6 mars 2022 - 1er dimanche de Carême "C"
Deut 26, 4-10; Rom 10, 8-13; Luc 4, 1-13
 

 

H O M É L I E

           Durant la nuit de Noël 1993, un groupe des « frères de la montagne » se présenta au monastère de Tibhirine, en Algérie, et leur chef Saya Attiya présenta trois requêtes au prieur, père Christian de Chergé, qui répondit négativement à chacune d’elles. Et lorsque Attiya lui dit que les moines n’avaient pas le choix il répondit « Oui, nous avons le choix ». Attiya se retira... jusqu’au moment fixé, pourrait-on dire. Et l’on connaît la suite.

           Cet événement, comme beaucoup d’événements dans nos propre vies – événements moins tragiques en ce qui nous concerne, Dieu merci ! – nous aide à comprendre l’Évangile d’aujourd’hui. Ce sont des événements où l’on est mis à l’épreuve, et où une décision engageant toute notre responsabilité doit être prise.

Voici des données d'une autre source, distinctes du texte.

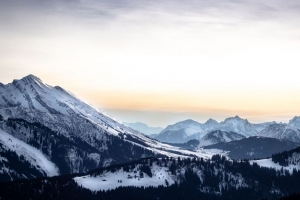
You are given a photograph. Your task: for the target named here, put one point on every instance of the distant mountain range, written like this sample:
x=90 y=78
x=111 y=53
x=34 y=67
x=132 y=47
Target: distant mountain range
x=45 y=127
x=144 y=128
x=184 y=131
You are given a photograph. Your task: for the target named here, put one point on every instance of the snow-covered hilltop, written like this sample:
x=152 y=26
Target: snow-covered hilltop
x=72 y=134
x=289 y=132
x=144 y=128
x=218 y=136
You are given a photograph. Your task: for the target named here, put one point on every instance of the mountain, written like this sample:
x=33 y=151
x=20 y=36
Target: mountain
x=282 y=131
x=253 y=147
x=20 y=160
x=166 y=178
x=185 y=130
x=238 y=125
x=189 y=129
x=218 y=136
x=289 y=158
x=70 y=133
x=295 y=122
x=144 y=128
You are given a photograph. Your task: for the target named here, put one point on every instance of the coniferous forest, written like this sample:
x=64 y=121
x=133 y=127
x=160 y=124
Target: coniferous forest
x=220 y=179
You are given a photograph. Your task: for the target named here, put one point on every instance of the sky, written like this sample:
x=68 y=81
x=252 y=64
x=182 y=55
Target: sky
x=160 y=62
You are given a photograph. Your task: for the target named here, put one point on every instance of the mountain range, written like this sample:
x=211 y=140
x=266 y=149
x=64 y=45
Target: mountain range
x=144 y=128
x=69 y=133
x=184 y=131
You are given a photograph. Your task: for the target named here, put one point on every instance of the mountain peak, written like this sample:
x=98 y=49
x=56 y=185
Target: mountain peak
x=234 y=118
x=29 y=79
x=211 y=121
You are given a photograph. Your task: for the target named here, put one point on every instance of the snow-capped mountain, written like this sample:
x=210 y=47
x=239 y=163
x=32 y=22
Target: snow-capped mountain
x=218 y=136
x=253 y=147
x=72 y=134
x=144 y=128
x=238 y=125
x=295 y=122
x=186 y=130
x=282 y=131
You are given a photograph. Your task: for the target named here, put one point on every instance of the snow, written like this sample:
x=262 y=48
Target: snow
x=31 y=154
x=110 y=180
x=270 y=164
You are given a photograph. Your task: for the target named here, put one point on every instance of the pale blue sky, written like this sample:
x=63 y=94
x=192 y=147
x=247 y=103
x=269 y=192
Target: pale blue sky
x=201 y=59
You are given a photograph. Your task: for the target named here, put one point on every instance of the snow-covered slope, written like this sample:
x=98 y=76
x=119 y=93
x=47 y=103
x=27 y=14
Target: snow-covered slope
x=144 y=128
x=71 y=133
x=31 y=155
x=253 y=147
x=281 y=131
x=218 y=136
x=270 y=164
x=111 y=180
x=238 y=125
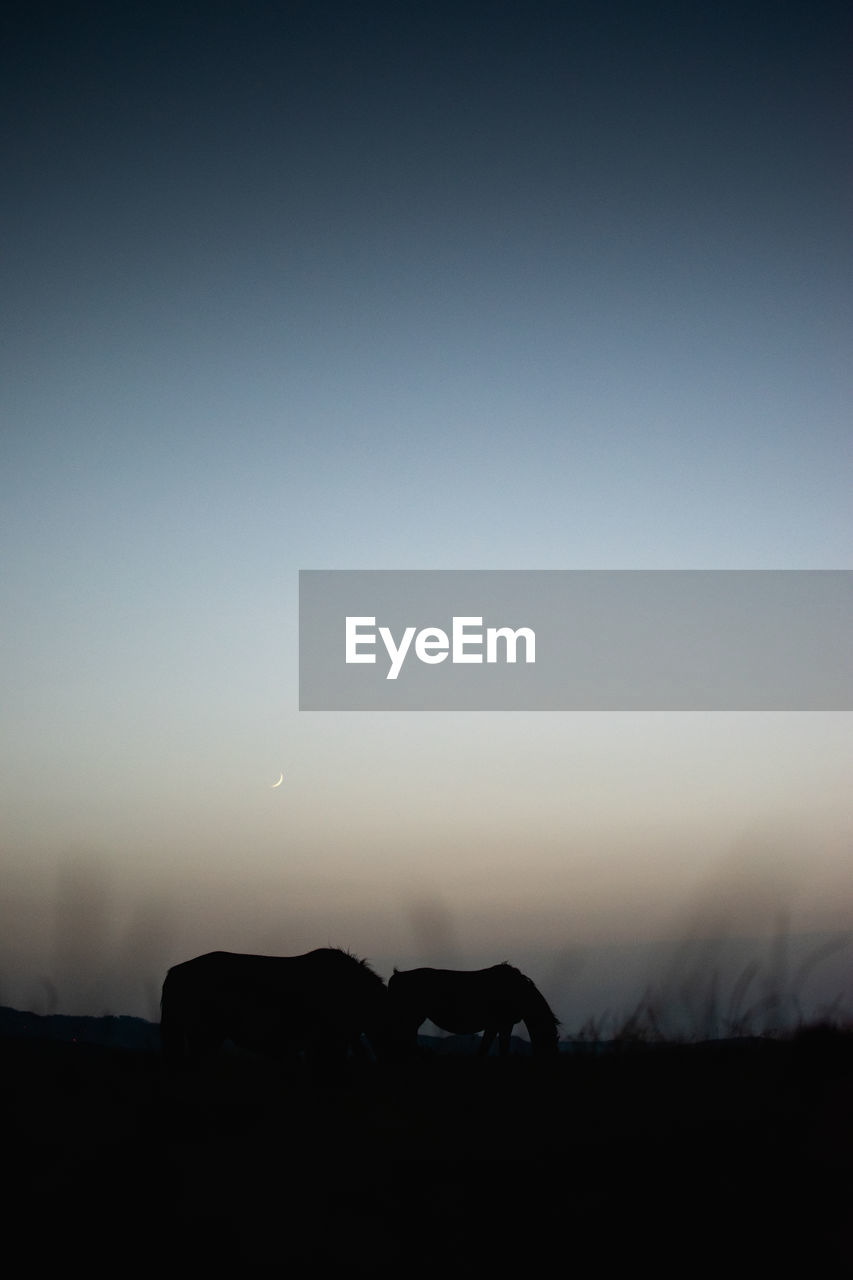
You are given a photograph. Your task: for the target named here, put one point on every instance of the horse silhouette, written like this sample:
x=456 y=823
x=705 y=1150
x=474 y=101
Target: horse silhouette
x=316 y=1005
x=466 y=1001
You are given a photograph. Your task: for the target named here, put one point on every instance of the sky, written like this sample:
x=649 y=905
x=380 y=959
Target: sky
x=424 y=286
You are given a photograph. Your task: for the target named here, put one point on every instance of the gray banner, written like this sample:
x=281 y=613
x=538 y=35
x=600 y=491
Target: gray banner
x=576 y=640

           Nous sommes facilement introduits en erreur par l’utilisation du mot « tentation » et du verbe « tenter » dans la traduction de ce passage d’Évangile.  Pour nous, lorsque nous parlons de « tentation », nous pensons tout de suite à quelque chose qui nous porte à faire le mal.  Ce n’est pas le sens du mot grec utilisé par les auteurs bibliques.  Le substantif grec peirasmós, et le verbe correspondant (peirazein) reviennent très souvent aussi bien dans l’Ancien Testament que dans le Nouveau.  Le sens est plutôt de celui de « mise à l’épreuve » que d’appel à faire le mal.

           Pour comprendre ce récit que nous venons de lire, tel qu’il se trouve au début de l’Évangile de Luc, il faut tenir compte d’une petite phrase que Luc met dans la bouche de Jésus à la fin de son Évangile, durant son dernier repas avec ses Apôtres.  Il leur dit :  "Vous êtes, vous, ceux qui avez tenu bon avec moi dans mes épreuves. » (Luc 22:28). Les Apôtres s’étaient en effet retrouvés avec Jésus tout au long de sa vie publique, à chaque tournant important de sa vie, par exemple lorsque tout le monde apportait ses malades pour les faire guérir dès les premiers jours de son ministère à Capharnaüm, où encore lorsque les foules avaient voulu le faire roi. Chaque fois il s’était retiré dans la solitude pour faire et refaire le choix du type de Messie qu’il devait être, faire le choix de la volonté de son Père. Et chaque fois les disciples les plus proches étaient venus le rejoindre.

           Mais dans le récit de l’Évangile d’aujourd’hui, qui est un récit hautement symbolique, situé au début de la vie publique de Jésus, tout de suite après son baptême, c’est l’épreuve globale du Messie qui est dessinée. Nous sommes à un tournant radical dans la vie de Jésus. De sa lointaine Galilée il est monté en Judée. Avec les foules il est descendu sur les bords du Jourdain pour se faire baptiser par Jean. L’Esprit est descendu sur lui et la voix du Père lui a dit : « Tu es mon fils bien-aimé ». Dès ce moment il entre dans un désert. Tout le sens de sa vie, c’est-à-dire toute la direction vers laquelle elle tend est sa mission de Messie : la mission de faire connaître et de rendre présent sur terre le règne de Dieu, son Père. Tout le reste est distraction, tout le reste pourrait le faire dévier de sa route. Tout le reste est tentation. À chaque suggestion de faire autrement il affirme qu’il a le choix et son choix est de faire la volonté de son Père.